Le nom et la légende

Le nom actuel donné par la population locale de « pierre frite » est la déformation de « pierre fiche », c’est-à-dire de pierre fichée en terre. On trouve aussi pour d’autres mégalithes les termes de « pierre fichade », ou de « pierre plantade ». C’est un toponyme transmis par la tradition qui évoque bien l’origine non naturelle de cette implantation. La présence d’une cupule, l’ancienneté de la pierre, mais aussi la « démonisation » de tels lieux par l’Église catholique, font souvent que ces pierres sont considérées comme des lieux de sacrifices humains (comme la pierre du sang à Lachaux, Puy-de-Dôme), de cultes païens et démoniaques (par exemple la croix du bourreau à Craponne-sur-Arzon, Haute-Loire). Dans certains cas on rencontre le nom de « pierre du diable » ou de « rocher des fées » (la « tuile des fées » à Tailhac, Haute-Loire ; la « pierre Fade » à Saint-Étienne-des-Champs, Puy-de-Dôme). Parfois encore, le lieu est dénommé «  pierre couchade », si le mégalithe est couché. Le cadastre de 1855 de la commune de Saint-Genès indique le nom de pierre couchade à l’endroit du mégalithe. Cette pierre aurait-elle été renversée avant d’être redressée ? Le même cadastre évoque aussi la croix Saint-Jean, une indication révélatrice car Saint-Jean le baptiste a souvent été invoqué lors de « baptèmes » de lieux païens. À Saint-Genès, une large échancrure pratiquée en son sommet (voir vue de dessus) rappelle que ce mégalithe fut christianisé et surmonté d’une croix.

Lieu et fonctions

Nous savons qu’à l’époque néolithique, l’homme est très présent en Limagne d’Auvergne, en particulier sur les « hauts » de Limagne, sur les anciennes terrasses alluviales dont le sol est plus léger, constitué de sables et cailloutis, ou sur les versants des rebords de failles.
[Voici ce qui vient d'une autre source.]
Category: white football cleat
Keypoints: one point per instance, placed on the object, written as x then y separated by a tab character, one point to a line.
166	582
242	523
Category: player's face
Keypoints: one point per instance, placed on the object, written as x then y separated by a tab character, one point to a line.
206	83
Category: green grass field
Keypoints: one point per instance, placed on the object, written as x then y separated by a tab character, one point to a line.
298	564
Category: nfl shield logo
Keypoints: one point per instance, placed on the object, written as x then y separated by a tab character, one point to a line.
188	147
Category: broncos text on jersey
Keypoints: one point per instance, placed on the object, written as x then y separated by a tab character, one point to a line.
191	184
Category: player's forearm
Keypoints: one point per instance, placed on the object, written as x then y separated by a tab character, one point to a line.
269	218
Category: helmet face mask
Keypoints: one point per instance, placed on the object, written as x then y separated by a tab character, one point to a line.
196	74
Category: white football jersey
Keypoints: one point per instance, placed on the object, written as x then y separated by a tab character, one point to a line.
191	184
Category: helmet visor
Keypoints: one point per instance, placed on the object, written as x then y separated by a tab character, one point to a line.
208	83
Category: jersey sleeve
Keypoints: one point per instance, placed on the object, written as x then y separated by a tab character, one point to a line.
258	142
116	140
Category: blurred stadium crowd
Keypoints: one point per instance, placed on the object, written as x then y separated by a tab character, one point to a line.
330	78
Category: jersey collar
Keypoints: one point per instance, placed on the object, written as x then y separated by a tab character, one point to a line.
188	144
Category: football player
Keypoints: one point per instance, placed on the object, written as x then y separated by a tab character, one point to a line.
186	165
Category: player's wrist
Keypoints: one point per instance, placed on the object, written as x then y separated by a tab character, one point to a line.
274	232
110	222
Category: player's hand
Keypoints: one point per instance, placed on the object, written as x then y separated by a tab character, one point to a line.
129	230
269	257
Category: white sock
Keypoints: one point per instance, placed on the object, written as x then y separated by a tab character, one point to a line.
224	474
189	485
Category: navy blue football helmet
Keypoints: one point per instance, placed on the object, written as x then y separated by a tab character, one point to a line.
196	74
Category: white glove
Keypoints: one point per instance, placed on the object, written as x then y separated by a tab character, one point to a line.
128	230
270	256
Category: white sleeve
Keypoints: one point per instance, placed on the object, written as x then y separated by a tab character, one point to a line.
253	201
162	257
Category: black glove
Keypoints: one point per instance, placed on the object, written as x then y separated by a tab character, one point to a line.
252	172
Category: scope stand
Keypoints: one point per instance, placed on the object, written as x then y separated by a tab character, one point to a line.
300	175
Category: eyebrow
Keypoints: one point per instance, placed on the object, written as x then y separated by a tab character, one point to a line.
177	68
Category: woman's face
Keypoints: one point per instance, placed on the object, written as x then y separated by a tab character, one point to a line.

Les parties basses, marécageuses, aux sols lourds, difficiles à travailler, sont utilisées pour la pacage des animaux domestiqués et pour la chasse. La présence de cette pierre levée dans un lieu légèrement surélevé, mais sans aucun indice d’occupation humaine dans les environs immédiats, permet de supposer que des populations installées sur les coteaux (Vensat, Chaptuzat, Montpensier) venaient précisément en cet endroit pour rendre un culte précis mais oublié. L’orientation de la pierre par rapport au lever du soleil aurait pu nous renseigner, mais nous ne savons pas si le déplacement du XIXe siècle a modifié ou non la position du mégalithe. Son épaisseur peut correspondre à l’épaisseur du ban dans lequel ce mégalithe fut extrait. Les plus proches zones d’extraction de cette roche sont situées au minimum à 3 km du lieu d’érection.

En plus de l’originalité de sa forme, le mégalithe de Saint-Genès-du-Retz est le seul sur un très large périmètre. Les plus proches sont au moins à 12 km de distance, celui de Davayat ou celui de Pessat-Villeneuve. Il est possible que certains ne soient pas encore identifiés[1] mais nous savons que nombre d’entre eux furent détruits par le clergé catholique afin de combattre les superstitions païennes. Très originale par sa forme et sa situation en pleine Limagne, le mégalithe de Saint-Genès-du-Retz est un véritable monument de l’histoire de l’Auvergne à découvrir, à mettre en valeur et à protéger.

Jean-Pierre MARLIAC et Olivier PARADIS.

Références bibliographiques

  • Les inédits de la préhistoire auvergnates, Clermont-Ferrand, musée Bargoin, 1983.
  • Surmely F., Mégalithes en Auvergne, Clermont-Ferrand, 1997.
  • Aymard A. et Charvilhat G., « Le menhir de Saint-Genès-du-Retz » in Revue anthropologique, Paris, 1913, pp. 241-242.
  • Bouscayrol R., Les mégalithes de la région riomoise, Clermont-Ferrand, 1986.
  • Frédix Claude, « La pierre sanglante », Bulletin de la Société historique et archéologique de Vichy, n° 71, Vichy, 1967.
  • Amblard Sylvie, Inventaire des mégalithes du Puy-de-Dôme, C.N.R.S., Paris, 1983.
[1] René Bouscayrol rapportait qu’à la fin des années 1960, un conducteur de travaux lui avait signalé au fond du fossé ouest de la RN 9 à hauteur de la limite avec le département de l’Allier, la présence d’une roche allongée, peut-être un menhir couché, renversé lors du nouveau tracé de la voie royale en ce lieu en 1734.